The past week has definitely fallen into that category.
Coming off two weeks of relaxing village life without heading to work because of the holidays, I had been approaching this week with both excitement and a bit of trepidation. In addition to restarting my thrice weekly meetings with Bo-'M'e who want to start a knitting business, I was starting a three-week youth program to fill the gap between holidays and the start of school at the end of January. This meant I was going to be the busiest I have been dunce moving to the village.
And, I was.
Everyday, I got up with the sun (or earlier as I could hear my brothers getting the cows hooked up to the wagon to go work in the fields well before dawn.). I would squeeze in a workout and breakfast before spending an hour or two prepping for the day before leaving for work at 9:30.
The plan from there was to meet with Bo-'M'e and my counterpart from 10-1, eat lunch and set up for the youth, then work with them from 2-4, meet with the folks who are co-leading the youth activities with me, then head home with time to cook dinner before the sun sets a bit after seven.
Things do not go according to plan.
Instead, on Monday, I found myself sitting alone at work from 10-2, at which point my brother Thabo arrived to start our youth programs. No one else arrived until around three.
That night my counterpart and I agreed to meet at 10 the next morning, so there I sat at 10. And there I remained, alone at 12:30 when I returned home to finish some prep for the afternoon.
Wednesday, I headed to work, grumbling internally and wondering if anyone would allow up for our morning meeting. The answer was almost no, although one 'M'e arrived around noon and knit with me until I needed to prep for the youth.
Thursday, I didn't have any meetings planned for the morning, but my counterpart and I agreed to meet at 12:30 to finish planning the youth programs for that day. I arrived on time and began getting nervous that she would not arrive when 1:15 rolled around. Thankfully this time her phone was on and she assured me she would be arriving. With Thabo out of town, I did not want to do the youth programming without a Sesotho counterpart as we are doing everything in Sesotho and I have my limitations.
I asked about the Friday meeting and was assured that people would show up on time. So Friday morning I headed to work, where I sat alone for nearly two hours before three people finally arrived.
Obviously, I spent a lot of time frustratedly knitting and greeting people as they passed, trying not to show my annoyance when asked why I was sitting all alone. In reality, there were very good reasons that most of the women did not make appearances. Monday, many of them had to attend a meeting at the fields with our chief and the Ministry of Agriculture. During this meeting, it was decided that everyone needed to work in the fields in the mornings while the weather was dry because the Ministry of Agriculture had given them some soil treatments that needed to be tilled into the rows between the crops.

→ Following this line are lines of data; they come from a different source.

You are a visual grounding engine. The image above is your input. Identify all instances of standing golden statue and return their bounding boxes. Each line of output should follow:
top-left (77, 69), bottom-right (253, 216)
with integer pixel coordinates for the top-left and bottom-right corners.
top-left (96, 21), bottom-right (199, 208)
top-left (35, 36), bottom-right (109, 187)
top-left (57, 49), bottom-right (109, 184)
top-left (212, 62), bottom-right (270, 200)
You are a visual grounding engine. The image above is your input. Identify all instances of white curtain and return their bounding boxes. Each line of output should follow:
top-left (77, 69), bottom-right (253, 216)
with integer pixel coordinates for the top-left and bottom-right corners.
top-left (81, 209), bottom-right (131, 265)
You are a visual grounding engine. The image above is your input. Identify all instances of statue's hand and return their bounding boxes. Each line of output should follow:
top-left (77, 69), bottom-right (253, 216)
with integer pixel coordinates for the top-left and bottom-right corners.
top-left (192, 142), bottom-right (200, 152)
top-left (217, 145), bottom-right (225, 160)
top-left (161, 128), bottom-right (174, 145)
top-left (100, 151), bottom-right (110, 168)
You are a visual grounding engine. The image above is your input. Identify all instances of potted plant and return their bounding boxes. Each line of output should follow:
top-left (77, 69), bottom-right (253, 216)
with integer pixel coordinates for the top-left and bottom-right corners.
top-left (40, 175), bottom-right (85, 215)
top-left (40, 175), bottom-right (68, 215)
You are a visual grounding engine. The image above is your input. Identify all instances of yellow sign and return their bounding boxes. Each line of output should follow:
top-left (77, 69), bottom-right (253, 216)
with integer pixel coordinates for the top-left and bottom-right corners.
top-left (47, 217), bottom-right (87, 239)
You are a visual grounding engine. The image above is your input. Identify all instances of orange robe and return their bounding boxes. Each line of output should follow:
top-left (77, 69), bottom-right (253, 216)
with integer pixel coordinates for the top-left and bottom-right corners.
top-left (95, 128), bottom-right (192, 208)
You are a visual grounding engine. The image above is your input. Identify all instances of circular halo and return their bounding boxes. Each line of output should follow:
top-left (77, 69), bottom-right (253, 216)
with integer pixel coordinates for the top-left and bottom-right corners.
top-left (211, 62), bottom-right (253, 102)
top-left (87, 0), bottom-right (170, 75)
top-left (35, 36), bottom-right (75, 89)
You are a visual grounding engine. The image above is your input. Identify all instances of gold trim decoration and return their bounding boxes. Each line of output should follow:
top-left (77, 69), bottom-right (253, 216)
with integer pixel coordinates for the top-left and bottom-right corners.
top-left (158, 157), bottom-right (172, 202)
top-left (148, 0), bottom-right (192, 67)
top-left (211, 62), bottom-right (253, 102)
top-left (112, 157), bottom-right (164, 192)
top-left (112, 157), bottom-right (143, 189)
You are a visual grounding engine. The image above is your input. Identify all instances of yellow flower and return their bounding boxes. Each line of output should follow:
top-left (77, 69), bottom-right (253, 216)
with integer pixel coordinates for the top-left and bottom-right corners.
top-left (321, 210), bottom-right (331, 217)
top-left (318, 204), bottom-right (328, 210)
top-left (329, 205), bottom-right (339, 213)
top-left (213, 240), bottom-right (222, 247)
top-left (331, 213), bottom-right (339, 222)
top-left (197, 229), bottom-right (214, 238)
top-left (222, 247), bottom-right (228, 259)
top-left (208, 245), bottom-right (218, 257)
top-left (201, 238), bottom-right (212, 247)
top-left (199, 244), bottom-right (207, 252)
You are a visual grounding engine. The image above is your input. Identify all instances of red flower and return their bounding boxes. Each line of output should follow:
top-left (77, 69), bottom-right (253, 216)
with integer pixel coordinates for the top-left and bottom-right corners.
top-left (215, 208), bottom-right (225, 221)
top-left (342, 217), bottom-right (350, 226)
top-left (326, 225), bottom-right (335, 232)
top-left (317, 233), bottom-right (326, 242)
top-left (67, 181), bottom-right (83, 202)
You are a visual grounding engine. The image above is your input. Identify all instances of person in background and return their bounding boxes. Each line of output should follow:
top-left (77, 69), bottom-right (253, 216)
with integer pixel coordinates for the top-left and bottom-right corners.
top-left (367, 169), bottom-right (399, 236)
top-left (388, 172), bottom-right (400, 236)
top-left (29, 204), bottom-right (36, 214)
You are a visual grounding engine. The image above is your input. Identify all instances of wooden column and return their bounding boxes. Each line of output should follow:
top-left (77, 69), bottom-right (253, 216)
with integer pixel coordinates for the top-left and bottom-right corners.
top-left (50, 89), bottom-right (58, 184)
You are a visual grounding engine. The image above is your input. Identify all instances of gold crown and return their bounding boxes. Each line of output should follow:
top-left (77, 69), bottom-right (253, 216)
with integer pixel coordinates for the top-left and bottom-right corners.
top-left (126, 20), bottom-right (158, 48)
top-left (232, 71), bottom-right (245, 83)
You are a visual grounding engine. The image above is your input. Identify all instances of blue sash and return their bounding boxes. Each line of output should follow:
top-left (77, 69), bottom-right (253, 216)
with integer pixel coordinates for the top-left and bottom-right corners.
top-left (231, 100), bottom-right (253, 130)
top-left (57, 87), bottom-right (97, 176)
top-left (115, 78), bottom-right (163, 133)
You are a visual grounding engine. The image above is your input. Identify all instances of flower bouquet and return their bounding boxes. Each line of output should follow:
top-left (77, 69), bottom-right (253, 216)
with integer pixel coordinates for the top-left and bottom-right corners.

What actually bothered me about it was that no one told me this was happening and would impact or meetings. Everyone simply assumed someone else had filled me in. Thus, I spent over 11 hours sitting by myself when I could have been getting things done at home.
If I had not been for the afternoon youth programming and my Saturday teen support group, I probably would have wanted to scream or at least pull out my hair.
Instead, I spent my afternoons doing Grassroot Soccer's PC Skillz program with teens from my community. We have two more weeks of the program so I will wait until it is completed to say too much about it.
After working mostly with adults since my arrival, it is great to be working with teens again. Whether goofing off with them before and after the program or watching their facial expressions when we tell them something surprising during the program, I cannot help but be happy after spending time with them.
With over a decade of similar programming experience in the States, this program is providing some really unique challenges too. What is normally second nature to me-like rephrasing questions when people are confused-suddenly requires me to stop and think because I don't always have the Sesotho vocabulary to just go with it. Even though I have 2-3 fellow coaches at each practice, all native Sesotho speakers, I am trying to communicate effectively for myself and it isn't always easy.
It's fascinating to have something that is normally so easy for me suddenly become difficult. I am really enjoying the challenge in it. And, I think everyone else is enjoying my unintentional happy dance when I remember new vocabulary!